Employing a construction technique atypical for a custom yacht of her dimensions, the Wally 101 hull has come out of its mold. The carbon fiber cruiser-racer, with super-sleek lines, remains on pace for a 2023 delivery.
The fourth Wally for this customer, the sailing superyacht has styling and interior design by Wally’s in-house team, plus naval architecture from Judel/Vrolijk & Co. Since the owner intends to compete in regattas, the yacht meets the requirements of the Wallycento box rule. Briefly, this sets specific parameters for length, beam, displacement, and more to ensure best performance. The Wally 101 has an LOA of 101 feet (30.8 meters), a beam of 24’7” (7.49 meters), and a weight of 56 tons. Wally says the latter is about 20 percent less than similarly sized and capable projects. Additionally, it says that about 40 percent of the Wally 101’s weight is in her lifting keel.

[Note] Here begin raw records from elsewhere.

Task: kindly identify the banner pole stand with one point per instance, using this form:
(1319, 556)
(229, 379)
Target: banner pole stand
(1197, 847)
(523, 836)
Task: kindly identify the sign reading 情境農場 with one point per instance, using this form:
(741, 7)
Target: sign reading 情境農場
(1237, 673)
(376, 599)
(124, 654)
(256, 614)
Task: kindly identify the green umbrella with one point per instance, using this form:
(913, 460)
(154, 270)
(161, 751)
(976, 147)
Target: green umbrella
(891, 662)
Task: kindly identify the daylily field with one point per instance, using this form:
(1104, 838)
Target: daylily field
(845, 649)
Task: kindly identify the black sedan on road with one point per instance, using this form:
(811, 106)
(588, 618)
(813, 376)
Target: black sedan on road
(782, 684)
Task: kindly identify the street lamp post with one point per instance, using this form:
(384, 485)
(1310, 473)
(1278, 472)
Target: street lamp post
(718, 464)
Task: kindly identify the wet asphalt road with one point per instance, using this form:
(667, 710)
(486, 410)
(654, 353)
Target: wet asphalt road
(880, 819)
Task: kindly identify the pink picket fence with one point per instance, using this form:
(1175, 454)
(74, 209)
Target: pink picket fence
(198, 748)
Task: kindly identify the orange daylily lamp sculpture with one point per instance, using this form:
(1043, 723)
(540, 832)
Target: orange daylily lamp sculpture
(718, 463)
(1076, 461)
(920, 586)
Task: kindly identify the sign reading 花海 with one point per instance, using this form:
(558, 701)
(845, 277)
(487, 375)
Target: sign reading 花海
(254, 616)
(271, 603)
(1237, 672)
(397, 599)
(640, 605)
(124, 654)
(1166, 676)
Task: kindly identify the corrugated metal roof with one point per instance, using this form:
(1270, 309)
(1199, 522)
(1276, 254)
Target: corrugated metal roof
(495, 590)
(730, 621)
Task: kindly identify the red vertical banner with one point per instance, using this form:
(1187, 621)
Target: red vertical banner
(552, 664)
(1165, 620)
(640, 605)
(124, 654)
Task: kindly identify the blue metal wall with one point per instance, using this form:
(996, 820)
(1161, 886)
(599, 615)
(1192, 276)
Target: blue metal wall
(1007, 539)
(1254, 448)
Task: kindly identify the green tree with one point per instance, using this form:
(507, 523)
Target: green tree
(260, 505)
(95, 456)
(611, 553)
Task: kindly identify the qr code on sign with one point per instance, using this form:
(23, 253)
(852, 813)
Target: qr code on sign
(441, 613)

More notably, though, Wally constructed the hull by using female molding techniques. Because this approach is more costly, it tends to be employed for series production. However, Wally believed it was the right technique for this project due to resulting in an essentially perfect hull. In fact, the yard states that it added just minor filler in fairing the hull. This is further significant, since fairing adds weight—and, of course, owners like this who prioritize performance want as little additional weight as possible. “Our laminators have been with Wally since the brand’s first days,” says Luca Basani, Wally’s founder and chief designer. “Their collaboration has helped us to develop techniques that bring the absolute best out of the high-end materials pioneered by Wally.”
The Wally 101 has more in-house-developed benefits, too. For instance, she uses Magic Trim, a hydraulic ram integrated with the push-button sail-handling system. Furthermore, she has the Magic Traveler system, which adjusts the clew position via hydraulic rams. Both of these are crew-labor savers.
Currently, the yacht’s hull is back inside the build shed. Bulkheads are going in, as are piping, tanks, and additional components. Her deck, meanwhile, is still in its mold.